If you’ve ever wanted to use bayesian methods (like I did) to analyze financial outcomes, I encourage you to check out a free primer from Stanford University titled “Bayesian Finance.
Bayesian methods are a way of figuring out how much of a certain thing is a function of other things. For example, if you wanted to figure out how much of a stock was a function of how much a company’s stock was trading, Bayesian methods are the way to do it. They are based on the idea that the model is a set of variables that are all independent of each other.
Bayesian methods are basically a way to find a probability that a certain event has happened. If you like, you could call them “Bayes’ Theorem”, or “the law of large numbers”. Bayesian methods work best when the number of variables is large and the number of possible outcomes is small.
With bayesian methods, we are able to use the fact that each of the variables in a system are independent of each other. This means that Bayesian methods don’t need to use probability theory. They just use how many possible outcomes there are, or the size of the system. We can just calculate the probability that a system will happen given certain conditions and then compare it to the other probability that the system might have happened.
Bayesian methods are good for making the decision whether to invest in a stock or not. But they are also good for risk management. A small change in a financial factor could lead to a huge change in the probability that the system will happen or the amount of risk.
Financial markets are complex and Bayesian analyses can be very useful in making those decisions. In our case we use them to make decisions about the probability of buying and selling stocks. And because it’s based on the concept of probability, it makes it very easy to compare and contrast the outcomes. If the probability that the stock will go up is higher than the probability that it will go down, we’re more likely to sell the stock.

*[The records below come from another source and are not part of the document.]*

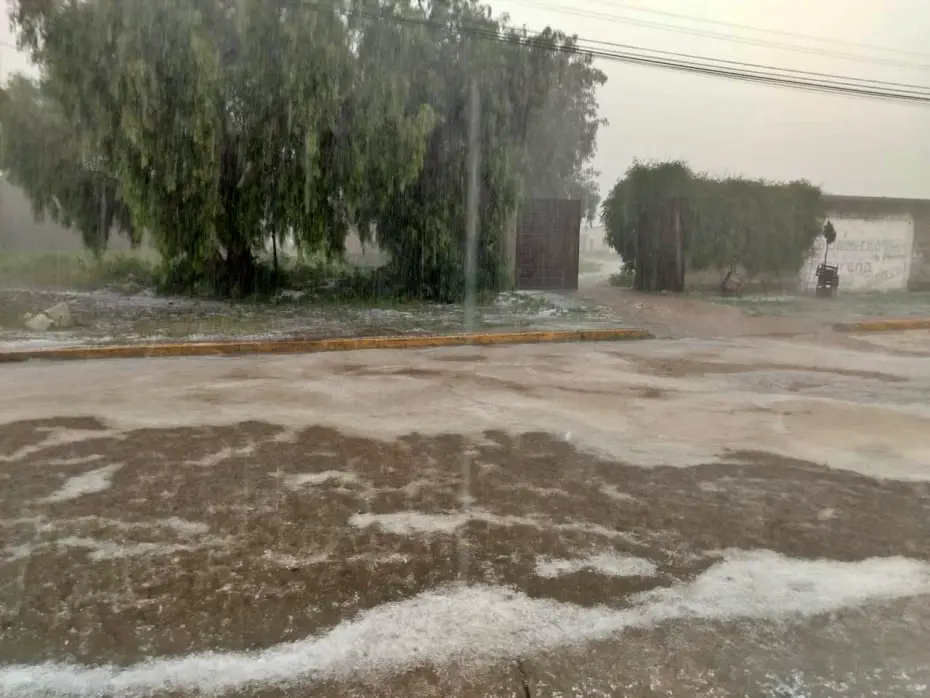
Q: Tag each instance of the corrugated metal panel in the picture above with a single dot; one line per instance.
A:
(548, 235)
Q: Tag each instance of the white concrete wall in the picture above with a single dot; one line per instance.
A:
(873, 254)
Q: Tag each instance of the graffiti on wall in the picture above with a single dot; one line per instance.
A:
(873, 254)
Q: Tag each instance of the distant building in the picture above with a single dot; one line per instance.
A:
(882, 244)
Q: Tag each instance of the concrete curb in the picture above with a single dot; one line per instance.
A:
(310, 346)
(883, 325)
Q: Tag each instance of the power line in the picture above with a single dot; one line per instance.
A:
(842, 78)
(682, 62)
(774, 77)
(734, 38)
(765, 30)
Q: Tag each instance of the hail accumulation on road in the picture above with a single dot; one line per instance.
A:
(705, 517)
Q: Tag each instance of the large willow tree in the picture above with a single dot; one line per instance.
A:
(222, 124)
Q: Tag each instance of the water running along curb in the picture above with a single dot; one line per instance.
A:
(883, 325)
(310, 346)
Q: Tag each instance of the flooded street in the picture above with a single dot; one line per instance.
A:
(728, 517)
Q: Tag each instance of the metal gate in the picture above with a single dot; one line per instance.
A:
(548, 237)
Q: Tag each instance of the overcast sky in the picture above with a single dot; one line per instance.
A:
(846, 145)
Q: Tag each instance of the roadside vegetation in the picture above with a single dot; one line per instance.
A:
(222, 131)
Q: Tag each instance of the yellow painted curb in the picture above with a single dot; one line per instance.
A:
(309, 346)
(883, 325)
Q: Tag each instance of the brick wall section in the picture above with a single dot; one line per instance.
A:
(919, 209)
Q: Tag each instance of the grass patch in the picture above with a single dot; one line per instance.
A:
(622, 279)
(78, 270)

When stock prices fluctuate, they are usually driven by news or events, which can be reflected in the market. For instance, if you buy and sell a stock that’s going down, it’s because news reports that the company is in trouble. But if the stock is going up, it’s because of positive news.
One of the most basic problems in financial analysis is that it’s often impossible to separate out the effects of news from the effects of other things which are correlated with news. For instance, if people are worried that the stock is going to go down, the market will tend to do that. But if the news is that you’re going to get a raise, there will be a lot more people who sell the stock because they assume you’ll get that raise.
In terms of market manipulation, there are various ways of making people feel bad about themselves, especially when the news is negative. For instance, when you’re going to sell a stock, you’ll feel bad about yourself, so it will make it harder for you to sell it. But when it’s negative news, a lot more people will feel bad about themselves because you’re selling the stock.